Particularly desirable applications of electrochemical reactors are on-site, mobile, and distributed systems for generating cleansers and disinfectants, decontamination and remediation, water treatment and recycle, waste treatment, and chemical production. The design of a cost-effective multi-phase electrochemical reactor is critical to making several potential applications commercially viable. Although electrochemical systems are not cost competitive to many bulk commodity chemical manufacturing processes at the largest scales, they do offer cost advantages for medium to small distributed applications, remote operations, and rapid deployment systems while helping to reduce transportation costs and provide safety advantages for end-users, facilities, and populations around transportation corridors.
Electrochemical reactors should ideally be compact, convenient and safe to operate in a variety of settings without extensive supporting utilities or infrastructure. Examples of application settings include, but are not limited to, laundry machines, clean-in-place equipment, desalination membrane cleaning, food service cleansing applications, medical facilities, dairy and farming operations, trailer-mounted environmental remediation and decontamination systems, remote site chemical generation and waste treatment (mining, offshore oil rigs, marine vessels), and on-site management of highly toxic and radiation-contaminated waste.

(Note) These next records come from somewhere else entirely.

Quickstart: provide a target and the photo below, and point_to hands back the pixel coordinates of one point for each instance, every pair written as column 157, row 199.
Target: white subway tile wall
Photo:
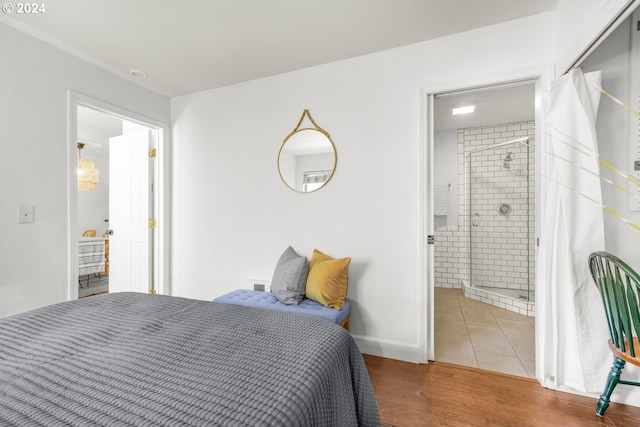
column 496, row 251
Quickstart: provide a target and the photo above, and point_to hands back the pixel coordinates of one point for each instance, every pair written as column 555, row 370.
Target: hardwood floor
column 441, row 394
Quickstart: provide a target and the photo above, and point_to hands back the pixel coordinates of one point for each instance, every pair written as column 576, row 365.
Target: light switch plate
column 25, row 214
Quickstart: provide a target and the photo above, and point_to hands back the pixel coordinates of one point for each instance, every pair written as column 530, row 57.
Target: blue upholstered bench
column 269, row 301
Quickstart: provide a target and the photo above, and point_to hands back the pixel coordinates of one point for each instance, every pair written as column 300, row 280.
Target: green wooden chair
column 619, row 287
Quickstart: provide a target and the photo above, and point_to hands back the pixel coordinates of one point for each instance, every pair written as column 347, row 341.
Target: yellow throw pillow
column 328, row 280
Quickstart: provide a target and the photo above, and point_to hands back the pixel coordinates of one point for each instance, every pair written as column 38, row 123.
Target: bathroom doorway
column 484, row 204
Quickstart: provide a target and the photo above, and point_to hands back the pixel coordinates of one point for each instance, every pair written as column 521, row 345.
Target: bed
column 154, row 360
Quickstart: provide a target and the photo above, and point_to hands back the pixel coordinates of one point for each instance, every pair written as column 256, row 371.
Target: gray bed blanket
column 153, row 360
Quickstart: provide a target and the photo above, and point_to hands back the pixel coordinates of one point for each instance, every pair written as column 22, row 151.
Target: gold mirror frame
column 310, row 145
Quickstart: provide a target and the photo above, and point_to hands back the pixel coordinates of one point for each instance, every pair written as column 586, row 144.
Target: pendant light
column 88, row 175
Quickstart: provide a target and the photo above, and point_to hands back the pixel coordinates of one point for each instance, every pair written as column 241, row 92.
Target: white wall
column 233, row 216
column 34, row 160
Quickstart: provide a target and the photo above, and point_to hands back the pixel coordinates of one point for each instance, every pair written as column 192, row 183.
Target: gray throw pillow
column 290, row 277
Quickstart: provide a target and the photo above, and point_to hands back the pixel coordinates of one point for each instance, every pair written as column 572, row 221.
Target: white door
column 129, row 212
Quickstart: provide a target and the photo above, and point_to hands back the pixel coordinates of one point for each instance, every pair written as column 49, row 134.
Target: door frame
column 161, row 205
column 426, row 158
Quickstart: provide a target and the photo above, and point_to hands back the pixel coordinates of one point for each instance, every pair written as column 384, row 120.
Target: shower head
column 507, row 161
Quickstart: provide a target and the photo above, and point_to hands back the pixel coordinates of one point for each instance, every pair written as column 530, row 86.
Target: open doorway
column 115, row 244
column 483, row 227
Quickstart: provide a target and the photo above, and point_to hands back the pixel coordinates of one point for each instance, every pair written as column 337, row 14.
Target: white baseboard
column 391, row 350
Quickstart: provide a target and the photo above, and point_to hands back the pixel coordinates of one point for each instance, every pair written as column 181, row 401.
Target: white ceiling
column 509, row 103
column 188, row 46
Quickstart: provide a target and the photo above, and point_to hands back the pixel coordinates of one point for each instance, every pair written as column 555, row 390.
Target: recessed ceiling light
column 138, row 74
column 463, row 110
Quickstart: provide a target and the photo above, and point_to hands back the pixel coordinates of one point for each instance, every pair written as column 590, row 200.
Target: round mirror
column 307, row 160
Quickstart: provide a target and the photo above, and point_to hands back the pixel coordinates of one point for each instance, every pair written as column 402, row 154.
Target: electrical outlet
column 25, row 214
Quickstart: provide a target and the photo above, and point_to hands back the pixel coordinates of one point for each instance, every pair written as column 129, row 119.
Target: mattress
column 154, row 360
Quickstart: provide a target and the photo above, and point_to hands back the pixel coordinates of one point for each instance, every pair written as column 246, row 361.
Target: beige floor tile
column 456, row 349
column 490, row 340
column 450, row 323
column 504, row 364
column 472, row 333
column 447, row 304
column 474, row 315
column 501, row 313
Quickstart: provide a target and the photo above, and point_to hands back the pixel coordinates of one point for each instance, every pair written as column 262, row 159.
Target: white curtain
column 571, row 349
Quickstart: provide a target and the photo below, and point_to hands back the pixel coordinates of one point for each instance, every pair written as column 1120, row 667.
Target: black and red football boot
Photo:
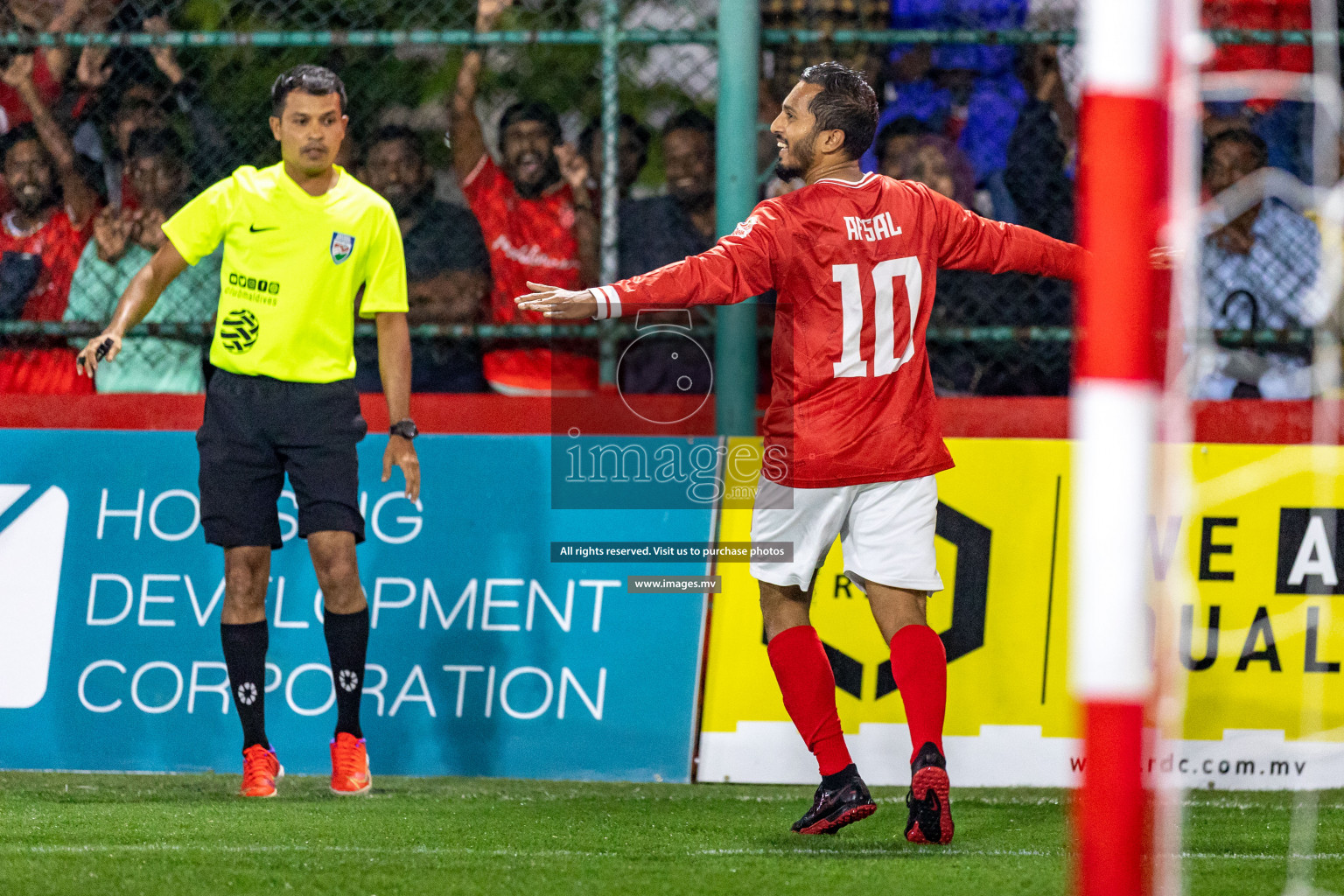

The use of multi-phase electrochemical reactors is desirable for enabling cathodic processes, with known examples including hydrogen peroxide production, cleanser generation, co-generation of products, nitrate destruction, electrolytic water treatment, dechlorination, deozonation, and carbon dioxide reduction to fuels or chemicals. Potentially valuable cathodic processes involve the reduction of reactants such as oxygen or oxides (e.g., nitrate, nitrite, nitrous oxides, carbon dioxide) to various products. Reduction of such materials is a kinetically slow process resulting in low specific current densities (less than approximately 1000 A/m2 specific electrode area) or poor current efficiency for the desired process. Likewise, concentrations of such materials are often low or diffusion limiting, thus further inhibiting reaction rates, specific current density, efficiency and overall productivity. The above issues result in capital costs that make such electrochemical processes cost prohibitive.
The use of such reactors can also be desirable for enabling anodic processes to be conducted without the generation of hydrogen gas as a process byproduct by means of an oxygen depolarized cathode. This capability is a useful for operations in confined spaces where the risk of flammable gas buildup is undesired, such as in occupied buildings, marine vessels, and underground mining operations. Examples of anodic processes include chlorine, hypochlorous acid and hypochlorite generation, ammonia oxidation, desulfurization and deodorization of gases, organic contaminant destruction, and electrocoagulation. The use of such reactors can also enable co-generation of several of the above products or combining processes depending on the combination of inputs.